Message n° 8 : les inégalités économiques raciales sont importantes pour la Fed
Ce n'est pas nouveau et ce message a déjà été délivré l'année dernière lorsque Jerome Powell a mentionné que "la Réserve fédérale est au service de la nation tout entière". Hier soir, il l’a répété à travers de nombreux critères illustrant des inégalités constatées en termes d'accès au logement, à l'éducation et à l'emploi. C'est dans ce dernier cas que cette situation rejoint le mandat de la Fed, qui est d'assurer le plein emploi : "nous ne sommes pas au maximum de l'emploi si des pans de la population sont sans emploi". Il reste à voir si une politique accommodante prolongée, destinée à relancer le marché du travail, contribue à réduire les inégalités raciales largement structurelles. Mais le fait d’affirmer que "les disparités raciales sont un frein à l'économie" renforce le message général selon lequel la politique accommodante est là pour durer.

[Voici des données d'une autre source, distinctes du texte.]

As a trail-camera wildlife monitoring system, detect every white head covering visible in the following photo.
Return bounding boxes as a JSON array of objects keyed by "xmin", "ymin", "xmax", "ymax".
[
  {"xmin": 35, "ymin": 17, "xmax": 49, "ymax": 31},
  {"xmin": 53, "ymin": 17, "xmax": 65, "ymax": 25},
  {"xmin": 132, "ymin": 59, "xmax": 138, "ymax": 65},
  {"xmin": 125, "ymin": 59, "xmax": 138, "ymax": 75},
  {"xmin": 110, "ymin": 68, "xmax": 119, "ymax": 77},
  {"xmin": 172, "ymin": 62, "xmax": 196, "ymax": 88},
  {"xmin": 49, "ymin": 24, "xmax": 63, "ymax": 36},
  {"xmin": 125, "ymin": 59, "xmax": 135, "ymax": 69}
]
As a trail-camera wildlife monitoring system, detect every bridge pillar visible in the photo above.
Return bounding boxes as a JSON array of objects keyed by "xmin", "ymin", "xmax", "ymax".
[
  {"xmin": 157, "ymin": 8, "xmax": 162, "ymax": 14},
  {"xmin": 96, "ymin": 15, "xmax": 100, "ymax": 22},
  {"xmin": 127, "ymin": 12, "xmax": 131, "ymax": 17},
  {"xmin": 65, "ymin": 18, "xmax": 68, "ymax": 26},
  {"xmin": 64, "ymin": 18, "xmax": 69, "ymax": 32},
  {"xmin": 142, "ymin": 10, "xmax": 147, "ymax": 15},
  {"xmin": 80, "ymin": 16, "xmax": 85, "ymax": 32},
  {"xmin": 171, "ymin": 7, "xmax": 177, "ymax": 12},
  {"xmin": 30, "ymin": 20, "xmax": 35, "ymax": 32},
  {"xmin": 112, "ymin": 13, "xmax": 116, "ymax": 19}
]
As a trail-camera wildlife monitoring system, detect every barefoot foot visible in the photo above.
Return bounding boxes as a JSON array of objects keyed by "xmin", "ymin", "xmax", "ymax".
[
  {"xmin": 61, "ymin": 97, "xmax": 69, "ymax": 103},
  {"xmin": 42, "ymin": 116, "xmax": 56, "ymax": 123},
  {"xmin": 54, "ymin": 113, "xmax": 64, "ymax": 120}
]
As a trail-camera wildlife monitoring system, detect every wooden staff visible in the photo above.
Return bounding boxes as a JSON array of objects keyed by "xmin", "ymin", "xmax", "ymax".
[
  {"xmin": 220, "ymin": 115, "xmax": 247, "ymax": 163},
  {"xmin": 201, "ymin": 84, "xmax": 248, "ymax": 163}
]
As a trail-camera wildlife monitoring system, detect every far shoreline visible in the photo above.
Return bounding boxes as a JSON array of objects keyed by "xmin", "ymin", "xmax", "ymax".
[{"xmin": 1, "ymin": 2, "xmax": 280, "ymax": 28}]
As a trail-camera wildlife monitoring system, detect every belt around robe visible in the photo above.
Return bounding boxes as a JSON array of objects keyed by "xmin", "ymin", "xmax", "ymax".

Message n°9 : nous entrons dans une nouvelle économie
La reprise complète de l'emploi aux États-Unis reste cependant en suspens : plus la pandémie dure, plus les entreprises adaptent leur fonctionnement, investissent dans la transformation numérique et modifient leur mode d’organisation. "Nous entrons dans une nouvelle économie", les emplois de demain ne seront peut-être pas les mêmes et cette crise a accéléré le passage au numérique pour de nombreuses entreprises. "La technologie peut remplacer les personnes encore plus que nous le pensions".
Implications pour les marchés
Le point positif de la conférence est que la Fed a réaffirmé sa position accommodante et a tenté de dissiper les craintes d'une hausse inattendue de l'inflation. En rejetant la responsabilité de la politique monétaire actuelle sur la formation des prix des actifs, il a donné aux investisseurs le signal que la fête pouvait continuer.
Néanmoins, le fait d’insister sur les risques à court terme impliquant que l’issue de la crise dépend de la vaccination et non du policy-mix, a également pu être perçu comme un signal d'alarme et un appel de retour à la réalité concrète : "les perspectives restent très incertaines". Cela peut expliquer pourquoi cette conférence n'a pas mis fin à la journée négative à Wall Street. Il suffit parfois de quelques mots prudents pour calmer des marchés déjà très perturbés hier par des débouclements massifs de positions malgré des résultats trimestriels très positifs dans le secteur technologique.